Another weird thing is how much truth was mixed in with the blarney. Dad did work at the Stork. When I was growing up, the priest who got him the job--Father Vincent Donovan, brother of the founder of the C.I.A. (for somebody weaned on James Bond movies, The Avengers and Man from U.N.C.L.E. reruns, that defined cool)--visited us whenever he got the chance.
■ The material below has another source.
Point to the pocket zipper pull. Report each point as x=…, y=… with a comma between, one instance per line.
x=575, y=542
I can also verify Dad also rose to a fairly high position in the club hierarchy (though for obvious reasons I'm no longer certain he was the "celebrity manager" he claimed to be). As late as the 1980s, Dad's Rhode Island cousins still talked about the hand-tailored suits he bequeathed them when he left for boot camp. Billingsley paid well, but then as now, you had to be very close to the top of the food chain to afford a bespokee suit, much less a full wardrobe with custom-tailored shirts to match.
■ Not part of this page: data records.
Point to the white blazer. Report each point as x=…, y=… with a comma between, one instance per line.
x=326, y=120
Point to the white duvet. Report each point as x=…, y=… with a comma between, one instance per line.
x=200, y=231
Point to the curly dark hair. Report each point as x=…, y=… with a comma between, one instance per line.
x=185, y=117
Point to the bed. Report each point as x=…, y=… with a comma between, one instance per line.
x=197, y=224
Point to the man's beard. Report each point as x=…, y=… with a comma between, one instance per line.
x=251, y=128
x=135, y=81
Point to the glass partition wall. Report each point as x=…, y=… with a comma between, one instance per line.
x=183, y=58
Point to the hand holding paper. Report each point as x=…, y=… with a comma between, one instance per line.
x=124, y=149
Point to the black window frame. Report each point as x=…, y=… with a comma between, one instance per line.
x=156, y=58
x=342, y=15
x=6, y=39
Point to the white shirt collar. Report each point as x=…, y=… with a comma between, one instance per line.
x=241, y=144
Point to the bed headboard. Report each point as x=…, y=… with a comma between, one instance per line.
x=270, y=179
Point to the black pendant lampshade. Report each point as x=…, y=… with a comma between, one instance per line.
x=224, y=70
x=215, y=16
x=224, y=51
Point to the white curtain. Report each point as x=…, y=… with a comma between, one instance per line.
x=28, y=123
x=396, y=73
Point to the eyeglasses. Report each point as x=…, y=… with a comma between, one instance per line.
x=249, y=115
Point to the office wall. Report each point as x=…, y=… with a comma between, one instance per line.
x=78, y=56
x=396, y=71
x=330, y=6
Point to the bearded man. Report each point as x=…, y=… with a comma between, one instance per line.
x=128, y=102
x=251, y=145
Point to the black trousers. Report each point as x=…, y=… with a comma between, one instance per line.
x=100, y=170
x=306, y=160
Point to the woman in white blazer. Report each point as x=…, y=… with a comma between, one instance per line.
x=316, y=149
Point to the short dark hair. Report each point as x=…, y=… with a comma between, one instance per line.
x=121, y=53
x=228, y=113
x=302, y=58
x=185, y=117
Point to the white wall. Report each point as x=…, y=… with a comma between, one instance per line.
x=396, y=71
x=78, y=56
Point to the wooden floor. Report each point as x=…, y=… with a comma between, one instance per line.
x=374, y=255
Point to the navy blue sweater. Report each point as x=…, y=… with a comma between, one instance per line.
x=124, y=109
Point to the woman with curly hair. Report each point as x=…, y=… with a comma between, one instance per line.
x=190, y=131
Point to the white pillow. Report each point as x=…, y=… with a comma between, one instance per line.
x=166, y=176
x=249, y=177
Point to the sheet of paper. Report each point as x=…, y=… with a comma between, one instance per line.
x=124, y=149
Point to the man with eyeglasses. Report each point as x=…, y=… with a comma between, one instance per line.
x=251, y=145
Maybe the tall tales had something to do with Dad's never-realised ambition to write. The brutal realities of his early life forced him to abandon his dreams of writing The Great American Novel long before he ever landed on the Stork's doorstep. But there was nothing to stop him from fictionalizing his own life, as pointless as the effort seems to me now.
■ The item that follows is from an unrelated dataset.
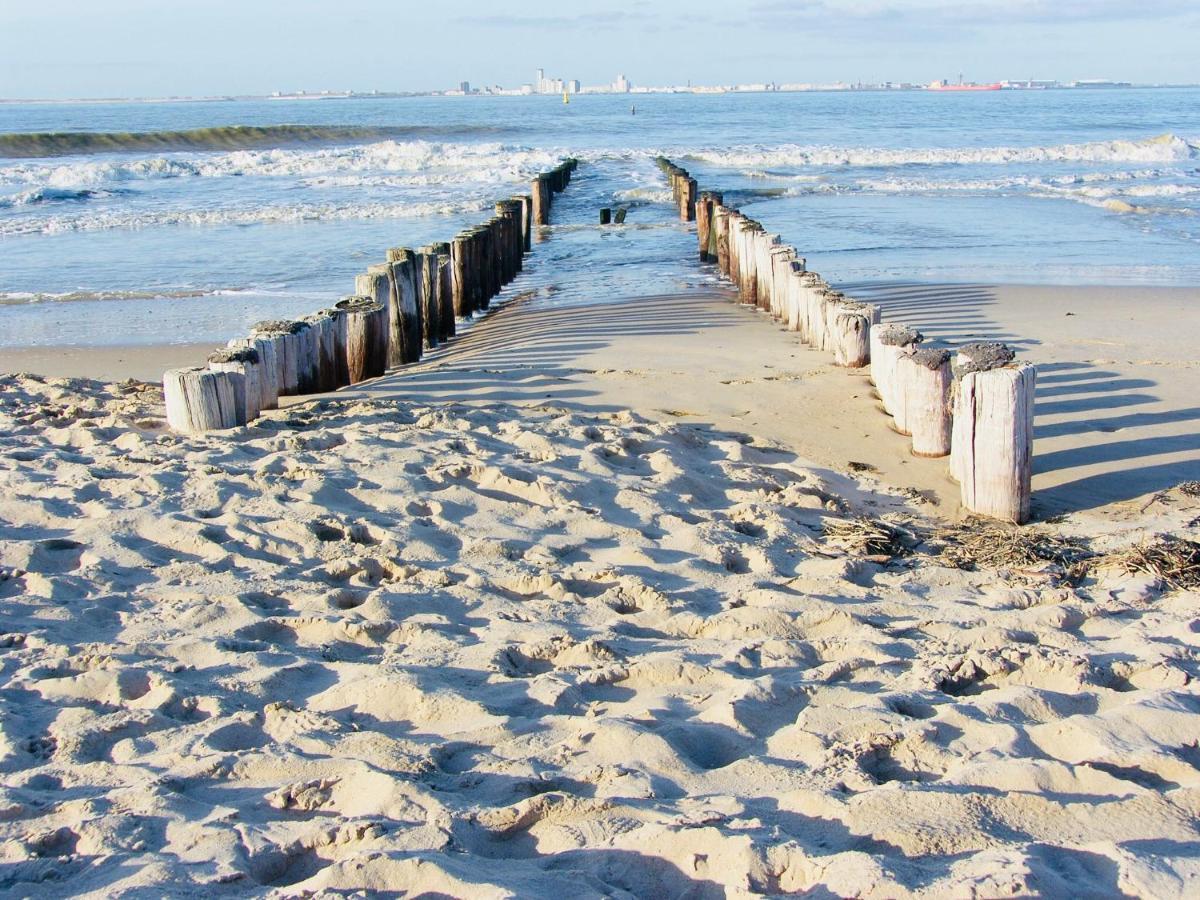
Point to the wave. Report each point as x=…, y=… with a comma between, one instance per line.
x=418, y=161
x=228, y=137
x=1165, y=148
x=247, y=216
With Dad and Mom both dead, I'll probably never know his reasons. But that won't stop me from turning over rocks and chasing down any promise of insight to support my guesses. It's what writers do.
Besides, in many ways, the quest is its own reward. It speaks directly to the development of myths and legends. For example, there's a lot of talk in connection with the hero stories of the ancient Greeks and the tales of King Arthur about the validity of oral tradition. Supposedly, culturally important stories can be accurately handed down from one generation to the next without benefit of pen, paper or pixels.
My and the SDP's experience with the details of my dad's stories (barring the whole Gertrude thing, of course) suggests they can. But what if the stories or the details are themselves nothing but fabrications? Suddenly we're in that very interesting place where history and fantasy collide.
Back in late 1930s New York with Tallulah Bankhead and Orson Welles ("of the Abbey Theatre, Dublin" not!), gangsters, spies and restaurateurs. Now if my plot hamsters can just figure out how to squeeze a dragon into the subway, I'm in business.